Google's Sentiment Analyzer Thinks Being Gay Is Bad (vice.com)
gooddogsgotoheaven shares a report from Motherboard: In July 2016, Google announced the public beta launch of a new machine learning application program interface (API), called the Cloud Natural Language API. It allows developers to incorporate Google's deep learning models into their own applications. As the company said in its announcement of the API, it lets you "easily reveal the structure and meaning of your text in a variety of languages." In addition to entity recognition (deciphering what's being talked about in a text) and syntax analysis (parsing the structure of that text), the API included a sentiment analyzer to allow programs to determine the degree to which sentences expressed a negative or positive sentiment, on a scale of -1 to 1. The problem is the API labels sentences about religious and ethnic minorities as negative -- indicating it's inherently biased.
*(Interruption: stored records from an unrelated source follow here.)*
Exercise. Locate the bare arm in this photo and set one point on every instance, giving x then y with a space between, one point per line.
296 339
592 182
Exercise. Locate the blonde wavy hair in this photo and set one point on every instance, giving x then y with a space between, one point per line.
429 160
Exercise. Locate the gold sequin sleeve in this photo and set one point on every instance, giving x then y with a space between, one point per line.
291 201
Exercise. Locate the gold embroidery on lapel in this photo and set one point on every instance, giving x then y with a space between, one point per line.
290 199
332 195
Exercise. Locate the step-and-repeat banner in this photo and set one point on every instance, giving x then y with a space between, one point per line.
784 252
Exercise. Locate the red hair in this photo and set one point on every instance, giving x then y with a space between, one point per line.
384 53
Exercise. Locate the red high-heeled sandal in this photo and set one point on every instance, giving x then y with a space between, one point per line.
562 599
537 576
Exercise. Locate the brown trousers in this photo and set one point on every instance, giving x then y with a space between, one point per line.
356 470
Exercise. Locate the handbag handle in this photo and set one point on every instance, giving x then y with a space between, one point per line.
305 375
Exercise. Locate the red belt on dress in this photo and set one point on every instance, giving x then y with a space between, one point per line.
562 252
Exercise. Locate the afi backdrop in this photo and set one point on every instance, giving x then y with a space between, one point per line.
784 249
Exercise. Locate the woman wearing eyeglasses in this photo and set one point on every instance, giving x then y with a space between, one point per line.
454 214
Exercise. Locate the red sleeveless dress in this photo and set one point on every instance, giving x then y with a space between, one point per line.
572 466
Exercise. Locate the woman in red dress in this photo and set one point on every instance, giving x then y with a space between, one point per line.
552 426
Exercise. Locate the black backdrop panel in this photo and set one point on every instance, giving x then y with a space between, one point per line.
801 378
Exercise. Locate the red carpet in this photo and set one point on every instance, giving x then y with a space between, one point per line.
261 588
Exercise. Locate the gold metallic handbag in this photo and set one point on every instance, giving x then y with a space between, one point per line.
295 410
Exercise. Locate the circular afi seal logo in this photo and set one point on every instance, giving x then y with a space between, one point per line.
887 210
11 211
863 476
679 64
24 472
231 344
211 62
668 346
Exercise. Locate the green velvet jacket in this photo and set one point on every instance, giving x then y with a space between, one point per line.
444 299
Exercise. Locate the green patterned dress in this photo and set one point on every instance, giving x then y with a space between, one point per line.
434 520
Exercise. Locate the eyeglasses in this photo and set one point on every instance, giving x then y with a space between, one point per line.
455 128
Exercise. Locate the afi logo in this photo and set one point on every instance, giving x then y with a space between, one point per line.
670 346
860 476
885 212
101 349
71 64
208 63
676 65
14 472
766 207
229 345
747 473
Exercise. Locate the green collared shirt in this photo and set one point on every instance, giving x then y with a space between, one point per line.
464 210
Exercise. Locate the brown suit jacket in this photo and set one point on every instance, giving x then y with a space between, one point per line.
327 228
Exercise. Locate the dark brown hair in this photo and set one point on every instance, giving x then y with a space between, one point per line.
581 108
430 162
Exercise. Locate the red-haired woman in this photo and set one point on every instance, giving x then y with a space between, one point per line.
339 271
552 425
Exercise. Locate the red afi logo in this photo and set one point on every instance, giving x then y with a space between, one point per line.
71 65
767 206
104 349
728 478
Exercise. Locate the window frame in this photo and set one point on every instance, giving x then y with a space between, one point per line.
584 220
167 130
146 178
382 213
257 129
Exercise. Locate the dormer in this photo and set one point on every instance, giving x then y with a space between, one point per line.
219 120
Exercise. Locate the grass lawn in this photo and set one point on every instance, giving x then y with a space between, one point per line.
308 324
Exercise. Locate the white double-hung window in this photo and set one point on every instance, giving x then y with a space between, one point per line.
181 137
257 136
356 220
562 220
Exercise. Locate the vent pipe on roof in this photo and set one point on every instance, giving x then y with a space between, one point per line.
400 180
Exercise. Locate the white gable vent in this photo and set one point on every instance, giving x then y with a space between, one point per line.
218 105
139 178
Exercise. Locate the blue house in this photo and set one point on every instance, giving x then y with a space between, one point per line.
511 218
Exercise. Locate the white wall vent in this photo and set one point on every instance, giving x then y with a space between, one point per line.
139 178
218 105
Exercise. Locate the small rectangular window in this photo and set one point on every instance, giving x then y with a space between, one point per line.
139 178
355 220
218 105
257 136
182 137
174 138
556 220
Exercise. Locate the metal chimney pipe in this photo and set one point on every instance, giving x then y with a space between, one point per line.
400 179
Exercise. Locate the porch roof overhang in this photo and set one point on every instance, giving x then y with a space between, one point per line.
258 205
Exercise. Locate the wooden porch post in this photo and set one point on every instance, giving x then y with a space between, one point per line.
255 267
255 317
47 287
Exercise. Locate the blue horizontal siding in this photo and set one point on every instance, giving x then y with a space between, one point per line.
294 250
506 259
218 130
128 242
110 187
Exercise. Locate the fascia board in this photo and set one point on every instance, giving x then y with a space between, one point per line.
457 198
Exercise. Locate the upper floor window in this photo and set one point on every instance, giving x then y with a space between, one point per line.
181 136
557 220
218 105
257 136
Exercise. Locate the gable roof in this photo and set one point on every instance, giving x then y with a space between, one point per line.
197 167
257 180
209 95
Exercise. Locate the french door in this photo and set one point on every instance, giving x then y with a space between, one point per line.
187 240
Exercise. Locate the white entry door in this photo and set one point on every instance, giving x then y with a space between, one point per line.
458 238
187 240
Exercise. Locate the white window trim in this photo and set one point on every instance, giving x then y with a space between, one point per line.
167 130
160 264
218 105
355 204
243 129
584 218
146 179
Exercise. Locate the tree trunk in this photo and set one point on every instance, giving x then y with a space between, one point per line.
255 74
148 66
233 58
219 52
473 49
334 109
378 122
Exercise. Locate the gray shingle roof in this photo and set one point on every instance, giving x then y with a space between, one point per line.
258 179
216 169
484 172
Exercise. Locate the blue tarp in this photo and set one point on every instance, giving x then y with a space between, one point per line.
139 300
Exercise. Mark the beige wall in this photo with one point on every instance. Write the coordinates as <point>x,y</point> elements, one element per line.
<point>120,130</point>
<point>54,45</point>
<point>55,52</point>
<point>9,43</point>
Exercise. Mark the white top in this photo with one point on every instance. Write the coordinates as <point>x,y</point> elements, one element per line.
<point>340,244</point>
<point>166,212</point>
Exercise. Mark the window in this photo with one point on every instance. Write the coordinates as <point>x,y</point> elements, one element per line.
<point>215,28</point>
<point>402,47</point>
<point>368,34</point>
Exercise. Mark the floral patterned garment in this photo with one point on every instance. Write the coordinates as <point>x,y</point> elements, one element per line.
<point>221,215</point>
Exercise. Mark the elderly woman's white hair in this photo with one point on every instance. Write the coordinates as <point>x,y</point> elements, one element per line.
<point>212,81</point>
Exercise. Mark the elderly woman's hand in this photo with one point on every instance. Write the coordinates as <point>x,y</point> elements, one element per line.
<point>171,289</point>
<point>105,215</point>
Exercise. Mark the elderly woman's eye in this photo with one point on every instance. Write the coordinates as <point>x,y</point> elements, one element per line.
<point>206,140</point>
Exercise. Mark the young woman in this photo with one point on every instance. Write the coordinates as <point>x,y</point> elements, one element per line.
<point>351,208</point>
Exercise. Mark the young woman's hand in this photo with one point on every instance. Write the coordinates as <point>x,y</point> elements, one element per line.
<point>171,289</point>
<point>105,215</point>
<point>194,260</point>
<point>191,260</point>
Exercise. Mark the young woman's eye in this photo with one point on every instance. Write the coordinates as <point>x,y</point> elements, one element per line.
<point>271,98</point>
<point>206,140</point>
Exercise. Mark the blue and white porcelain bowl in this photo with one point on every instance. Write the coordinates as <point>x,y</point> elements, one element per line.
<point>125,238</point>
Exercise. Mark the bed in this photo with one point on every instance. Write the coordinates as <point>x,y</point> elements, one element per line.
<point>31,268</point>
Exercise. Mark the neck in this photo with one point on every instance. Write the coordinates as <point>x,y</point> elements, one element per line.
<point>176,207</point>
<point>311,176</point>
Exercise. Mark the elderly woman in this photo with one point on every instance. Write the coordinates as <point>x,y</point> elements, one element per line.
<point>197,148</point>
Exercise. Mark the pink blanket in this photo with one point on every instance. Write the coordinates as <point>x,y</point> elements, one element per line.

For example, it labels both being a Jew and being a homosexual as negative. A Google spokesperson issued the following statement in response to Motherboard's request for comment: "We dedicate a lot of efforts to making sure the NLP API avoids bias, but we don't always get it right. This is an example of one of those times, and we are sorry. We take this seriously and are working on improving our models. We will correct this specific case, and, more broadly, building more inclusive algorithms is crucial to bringing the benefits of machine learning to everyone."
So many of us already use "gay" and "jew" as derogatory terms. Is it any wonder that Google's NLP picked up on that? What source do you think it learned from?
In fairness, Google is marketing this API for a somewhat narrow purpose: Determining whether a customer left a *positive* or *negative* reaction to a customer's comment in your company support forums, for example, or attempting to determine customer reaction from support interactions.
This little fact is somewhat obfuscated in the summary, in which it seems to be billing it as a more general-purpose system that's making sweeping value judgements about society. Within this actual context, let's be honest, if you see those terms in your company's customer support forums, what do you think of the likelihood is of them being part of positive or negative comments? Yeah, exactly.
The big mistake that Google made is not putting a politically correct filter on their API to make sure controversial words had a neutral value, even if that wasn't really the case. Otherwise, you generate flamebait headlines like we see here, wherein highly limited "AI" algorithms simply regurgitates the training material it was fed without any deep or sophisticated understanding.
Irony: Agile development has too much intertia to be abandoned now.